Autrefois, nombreux étaient les paysans qui avaient de petits lopins de terre qu’ils exploitaient au maximum. Armés de leur faucille, ils coupaient soigneusement leur maigre récolte, qu’ils ramenaient à la ferme en essayant de ne pas perdre trop d’épis. Armés de fléaux, ils tapaient sur les épis pour en faire sortir les grains. (Travail pénible qui demandait force et endurance).
Un peu plus tard, on s’équipe de faux à manche court, ce qui permet de couper plus de tiges à la fois et de les laisser tomber en andains (alignement de végétaux fauchés), prêtes à être regroupées en gerbes. L’on fait des gerberons dans le champ (petits tas de gerbes à même le sol) que l’on viendra récupérer par la suite avec la charrette. Ramenées à "l’aire" (endroit plat aménagé, généralement à proximité de la ferme), on détachait les gerbes que l’on disposait tout autour d’un mât, pourvu d’un tourniquet.
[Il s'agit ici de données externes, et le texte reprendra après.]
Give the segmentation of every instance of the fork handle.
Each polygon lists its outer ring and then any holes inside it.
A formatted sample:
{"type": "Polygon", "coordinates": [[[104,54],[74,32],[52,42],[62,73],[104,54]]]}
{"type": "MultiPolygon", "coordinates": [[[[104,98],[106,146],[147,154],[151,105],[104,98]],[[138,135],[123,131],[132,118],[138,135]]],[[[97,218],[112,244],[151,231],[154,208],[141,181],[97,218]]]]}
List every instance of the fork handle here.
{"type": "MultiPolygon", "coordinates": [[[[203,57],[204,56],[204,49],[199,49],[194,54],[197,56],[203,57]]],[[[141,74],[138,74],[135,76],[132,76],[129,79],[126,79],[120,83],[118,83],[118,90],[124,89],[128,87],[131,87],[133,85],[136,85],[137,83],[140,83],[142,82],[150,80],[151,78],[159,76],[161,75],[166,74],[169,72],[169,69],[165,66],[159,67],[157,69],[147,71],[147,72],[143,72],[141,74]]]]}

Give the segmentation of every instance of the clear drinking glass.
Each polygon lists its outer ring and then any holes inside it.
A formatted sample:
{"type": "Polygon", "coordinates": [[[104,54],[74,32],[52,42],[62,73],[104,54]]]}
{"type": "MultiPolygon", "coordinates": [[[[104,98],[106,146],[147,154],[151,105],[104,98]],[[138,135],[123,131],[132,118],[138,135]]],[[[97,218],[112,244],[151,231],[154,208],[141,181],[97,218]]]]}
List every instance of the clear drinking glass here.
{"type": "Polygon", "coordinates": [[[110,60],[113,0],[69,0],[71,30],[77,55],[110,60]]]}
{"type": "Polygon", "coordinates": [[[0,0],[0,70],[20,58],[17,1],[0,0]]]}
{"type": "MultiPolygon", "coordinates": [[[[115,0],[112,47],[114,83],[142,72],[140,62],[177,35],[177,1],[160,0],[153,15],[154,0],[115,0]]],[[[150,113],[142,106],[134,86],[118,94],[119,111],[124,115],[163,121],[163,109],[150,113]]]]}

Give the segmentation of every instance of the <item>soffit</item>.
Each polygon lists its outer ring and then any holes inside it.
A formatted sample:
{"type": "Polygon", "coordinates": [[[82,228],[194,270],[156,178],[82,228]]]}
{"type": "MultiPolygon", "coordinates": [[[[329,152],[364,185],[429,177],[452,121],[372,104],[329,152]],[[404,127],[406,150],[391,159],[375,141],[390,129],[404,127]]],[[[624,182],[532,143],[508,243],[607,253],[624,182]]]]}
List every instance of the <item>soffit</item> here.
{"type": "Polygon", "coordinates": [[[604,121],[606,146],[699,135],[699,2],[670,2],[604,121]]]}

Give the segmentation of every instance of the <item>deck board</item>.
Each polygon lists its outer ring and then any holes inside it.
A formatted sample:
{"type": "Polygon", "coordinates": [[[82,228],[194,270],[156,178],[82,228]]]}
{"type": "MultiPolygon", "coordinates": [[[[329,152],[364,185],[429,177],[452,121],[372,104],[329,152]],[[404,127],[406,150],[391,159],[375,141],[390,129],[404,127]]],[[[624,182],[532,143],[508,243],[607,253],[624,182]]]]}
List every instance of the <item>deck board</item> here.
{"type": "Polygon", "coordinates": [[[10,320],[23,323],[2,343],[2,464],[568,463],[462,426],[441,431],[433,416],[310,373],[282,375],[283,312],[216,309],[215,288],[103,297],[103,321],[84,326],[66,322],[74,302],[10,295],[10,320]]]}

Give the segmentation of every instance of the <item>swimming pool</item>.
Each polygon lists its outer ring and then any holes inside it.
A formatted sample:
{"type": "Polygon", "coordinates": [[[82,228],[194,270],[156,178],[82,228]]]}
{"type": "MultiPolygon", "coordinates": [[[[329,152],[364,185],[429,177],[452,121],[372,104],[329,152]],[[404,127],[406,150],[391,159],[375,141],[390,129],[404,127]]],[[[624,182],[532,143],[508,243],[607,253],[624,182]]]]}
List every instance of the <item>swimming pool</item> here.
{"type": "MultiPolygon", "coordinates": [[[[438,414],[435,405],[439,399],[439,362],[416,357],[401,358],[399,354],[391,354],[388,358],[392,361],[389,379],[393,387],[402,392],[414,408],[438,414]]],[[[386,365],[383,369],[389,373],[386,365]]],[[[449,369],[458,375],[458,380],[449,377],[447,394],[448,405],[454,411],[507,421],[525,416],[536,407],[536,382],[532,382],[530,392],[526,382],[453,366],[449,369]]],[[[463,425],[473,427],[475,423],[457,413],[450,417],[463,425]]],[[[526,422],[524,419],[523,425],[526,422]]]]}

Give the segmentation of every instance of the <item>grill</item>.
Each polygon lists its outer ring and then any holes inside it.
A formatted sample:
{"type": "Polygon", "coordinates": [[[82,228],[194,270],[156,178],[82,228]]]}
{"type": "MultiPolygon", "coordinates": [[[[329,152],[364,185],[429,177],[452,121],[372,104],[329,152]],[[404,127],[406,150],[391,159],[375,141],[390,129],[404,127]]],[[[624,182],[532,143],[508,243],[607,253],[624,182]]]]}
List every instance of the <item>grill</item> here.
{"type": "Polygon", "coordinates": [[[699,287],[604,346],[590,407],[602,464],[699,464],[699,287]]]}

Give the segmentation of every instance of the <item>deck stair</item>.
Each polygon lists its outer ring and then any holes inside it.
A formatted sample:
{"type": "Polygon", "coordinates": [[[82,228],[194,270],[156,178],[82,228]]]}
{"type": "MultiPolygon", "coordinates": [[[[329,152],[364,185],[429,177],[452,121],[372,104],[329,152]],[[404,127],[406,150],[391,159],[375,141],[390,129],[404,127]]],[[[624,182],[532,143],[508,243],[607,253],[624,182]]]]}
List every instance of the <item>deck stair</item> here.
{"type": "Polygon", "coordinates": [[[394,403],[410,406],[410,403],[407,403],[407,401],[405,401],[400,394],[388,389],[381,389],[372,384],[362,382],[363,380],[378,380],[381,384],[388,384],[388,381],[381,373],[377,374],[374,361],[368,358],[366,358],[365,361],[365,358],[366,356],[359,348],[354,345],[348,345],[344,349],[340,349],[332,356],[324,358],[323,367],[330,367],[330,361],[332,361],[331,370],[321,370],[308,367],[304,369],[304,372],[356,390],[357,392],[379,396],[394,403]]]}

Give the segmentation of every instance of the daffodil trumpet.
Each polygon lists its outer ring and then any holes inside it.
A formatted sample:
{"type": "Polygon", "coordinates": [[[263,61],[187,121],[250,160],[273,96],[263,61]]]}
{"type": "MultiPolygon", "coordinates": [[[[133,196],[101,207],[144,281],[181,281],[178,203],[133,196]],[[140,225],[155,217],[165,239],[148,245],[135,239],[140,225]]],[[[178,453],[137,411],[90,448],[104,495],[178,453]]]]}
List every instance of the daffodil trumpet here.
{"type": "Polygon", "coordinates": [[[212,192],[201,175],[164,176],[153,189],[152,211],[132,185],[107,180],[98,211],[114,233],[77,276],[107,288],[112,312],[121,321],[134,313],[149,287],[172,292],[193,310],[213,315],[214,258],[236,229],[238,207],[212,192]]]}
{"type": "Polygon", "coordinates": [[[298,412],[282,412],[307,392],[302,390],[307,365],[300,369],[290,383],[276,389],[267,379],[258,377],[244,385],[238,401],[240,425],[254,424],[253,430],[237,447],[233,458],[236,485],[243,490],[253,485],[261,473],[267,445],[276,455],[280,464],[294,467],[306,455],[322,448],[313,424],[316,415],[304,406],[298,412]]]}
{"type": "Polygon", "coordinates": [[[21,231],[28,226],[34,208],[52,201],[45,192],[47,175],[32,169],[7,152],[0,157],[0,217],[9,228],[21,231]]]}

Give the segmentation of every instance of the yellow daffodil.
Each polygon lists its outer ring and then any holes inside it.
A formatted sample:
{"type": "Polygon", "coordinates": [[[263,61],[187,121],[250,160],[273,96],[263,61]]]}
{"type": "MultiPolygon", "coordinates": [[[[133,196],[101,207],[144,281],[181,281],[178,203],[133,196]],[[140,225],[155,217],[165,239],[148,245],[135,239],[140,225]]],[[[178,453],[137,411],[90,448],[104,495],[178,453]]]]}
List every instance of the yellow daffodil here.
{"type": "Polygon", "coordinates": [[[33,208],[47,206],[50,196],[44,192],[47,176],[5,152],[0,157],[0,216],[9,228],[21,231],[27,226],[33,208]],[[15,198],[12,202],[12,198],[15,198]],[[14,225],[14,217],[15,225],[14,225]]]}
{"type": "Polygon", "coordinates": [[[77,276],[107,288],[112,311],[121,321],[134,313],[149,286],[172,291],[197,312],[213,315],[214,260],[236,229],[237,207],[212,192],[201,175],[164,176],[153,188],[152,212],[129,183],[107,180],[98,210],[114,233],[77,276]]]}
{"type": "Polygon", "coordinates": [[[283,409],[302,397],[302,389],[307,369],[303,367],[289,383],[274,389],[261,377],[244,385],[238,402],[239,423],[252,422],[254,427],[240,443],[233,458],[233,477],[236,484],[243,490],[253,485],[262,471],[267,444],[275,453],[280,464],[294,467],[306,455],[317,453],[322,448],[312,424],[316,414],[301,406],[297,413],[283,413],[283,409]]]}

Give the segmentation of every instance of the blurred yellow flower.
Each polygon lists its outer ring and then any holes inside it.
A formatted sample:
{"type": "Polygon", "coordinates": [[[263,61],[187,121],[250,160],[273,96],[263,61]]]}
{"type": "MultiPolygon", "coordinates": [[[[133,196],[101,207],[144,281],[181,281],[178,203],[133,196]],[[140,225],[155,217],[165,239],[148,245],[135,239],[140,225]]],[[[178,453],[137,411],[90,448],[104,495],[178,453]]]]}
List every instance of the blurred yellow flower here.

Un cheval, voire deux chevaux, tournait durant des heures autour du mât, guidé par une corde partant du tourniquet, traînant un ou deux lourds rouleaux en pierre qui avaient pour mission d’écraser les épis afin d’en faire sortir les grains.
C’était l’opération "foulage".
Chevaux et agriculteurs en pleine action de foulage, sur une des aires de la commune.
Lorsque le cheval arrêtait sa rotation, on enlevait la paille à l’aide de fourches, et l’on récupérait le mélange : blé + "poussis" (poussière de blé et de paille) que l’on passait dans "le ventaïre" (appareil produisant un puissant courant d'air) afin de séparer les grains enfin propres du "poussis".
Vers 1938 sur l'aire de Delaye Marie-Thérèse (aujourd'hui Noëlle Borza), quartier du monument aux morts.
Nous pouvons voir autour du ventaïre : de gauche à droite Denise Jayne, François Jayne, Raymonde Delaye (Pierre), Moïse Sube, appuyé à côté Ernest Christini, Ange Delaye, Josette Delaye (Just), et Alice Delaye (Sube), avec la corbeille, et deux enfants devant jouant avec le poussis.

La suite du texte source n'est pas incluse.